Between 1989 and 2003, ungulates were monitored in the Maasai Mara on a monthly basis; the survey revealed a decline of giraffes by 75%, of common warthogs by 80%, of hartebeest by 76%, and of impala by 67%, attributed to the increased number of livestock grazing in the park and an increase in poaching.

The rise of local populations in areas neighbouring the reserve has led to the formation of conservation organisations such as the Mara Elephant Project. The project aims to ensure the peaceful and prosperous co-existence of humans alongside wildlife. According to the project, human wildlife conflict is seen as a leading threat to the reserve as the population continues to grow. Tourism has increased exponentially. Less than 10 lodges were in the area in the late 1970s. The end of the moratorium saw facilities increase to 140 in 2008, and nearly 200 in 2016.

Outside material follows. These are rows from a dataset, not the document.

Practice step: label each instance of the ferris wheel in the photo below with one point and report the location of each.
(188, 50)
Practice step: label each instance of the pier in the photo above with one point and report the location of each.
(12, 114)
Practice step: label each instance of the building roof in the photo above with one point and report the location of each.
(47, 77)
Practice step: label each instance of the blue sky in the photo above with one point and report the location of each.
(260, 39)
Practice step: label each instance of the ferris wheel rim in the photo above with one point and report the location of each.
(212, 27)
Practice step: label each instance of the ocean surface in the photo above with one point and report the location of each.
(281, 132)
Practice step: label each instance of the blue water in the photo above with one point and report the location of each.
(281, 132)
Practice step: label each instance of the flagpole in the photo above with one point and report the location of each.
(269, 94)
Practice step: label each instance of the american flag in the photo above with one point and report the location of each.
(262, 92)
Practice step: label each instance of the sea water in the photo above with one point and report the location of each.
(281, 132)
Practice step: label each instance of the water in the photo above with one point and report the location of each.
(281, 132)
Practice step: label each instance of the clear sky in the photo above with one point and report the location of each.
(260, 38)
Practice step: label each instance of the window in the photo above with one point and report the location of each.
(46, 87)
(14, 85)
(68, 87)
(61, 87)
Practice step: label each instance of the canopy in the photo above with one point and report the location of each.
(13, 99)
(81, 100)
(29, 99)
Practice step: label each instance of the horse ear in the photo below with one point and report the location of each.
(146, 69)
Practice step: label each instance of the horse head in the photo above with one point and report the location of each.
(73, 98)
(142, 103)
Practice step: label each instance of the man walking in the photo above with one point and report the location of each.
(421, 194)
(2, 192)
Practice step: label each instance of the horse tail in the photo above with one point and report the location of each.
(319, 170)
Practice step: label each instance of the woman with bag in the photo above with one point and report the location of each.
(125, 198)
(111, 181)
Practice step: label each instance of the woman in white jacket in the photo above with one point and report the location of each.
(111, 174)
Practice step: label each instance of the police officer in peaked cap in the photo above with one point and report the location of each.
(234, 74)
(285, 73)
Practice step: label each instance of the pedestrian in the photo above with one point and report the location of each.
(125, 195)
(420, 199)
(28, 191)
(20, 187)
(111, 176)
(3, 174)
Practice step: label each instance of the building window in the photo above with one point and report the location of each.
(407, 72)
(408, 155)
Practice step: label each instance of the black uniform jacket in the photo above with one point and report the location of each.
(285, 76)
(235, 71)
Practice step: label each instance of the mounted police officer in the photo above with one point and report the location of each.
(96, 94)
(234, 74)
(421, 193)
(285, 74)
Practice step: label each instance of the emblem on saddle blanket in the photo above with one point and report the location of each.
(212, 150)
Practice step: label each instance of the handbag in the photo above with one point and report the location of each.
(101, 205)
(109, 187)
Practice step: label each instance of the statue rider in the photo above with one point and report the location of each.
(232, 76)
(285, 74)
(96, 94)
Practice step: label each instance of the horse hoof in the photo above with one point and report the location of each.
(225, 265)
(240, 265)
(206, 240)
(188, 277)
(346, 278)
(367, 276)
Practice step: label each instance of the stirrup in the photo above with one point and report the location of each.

The growth in population creates a demand for land and resources leading to unplanned infrastructure growth. The weak cash economy creates a need to further subdivide the outlying ranch areas. These new owners have converted some land away from traditional grazing fields, negatively affecting wildlife migration. A rise in fencing exacerbates the restriction in free movement for migration, and grazing opportunities are diminished.

The Mara Conservancy encourages conservation efforts in the Reserve and has accomplished several of their goals since taking stewardship. According to their website, as of 2022 they have arrested 4,500 poachers, vaccinated 100,000 dogs against rabies and distemper, improved access roads, and provided security for the local community and tourist facilities.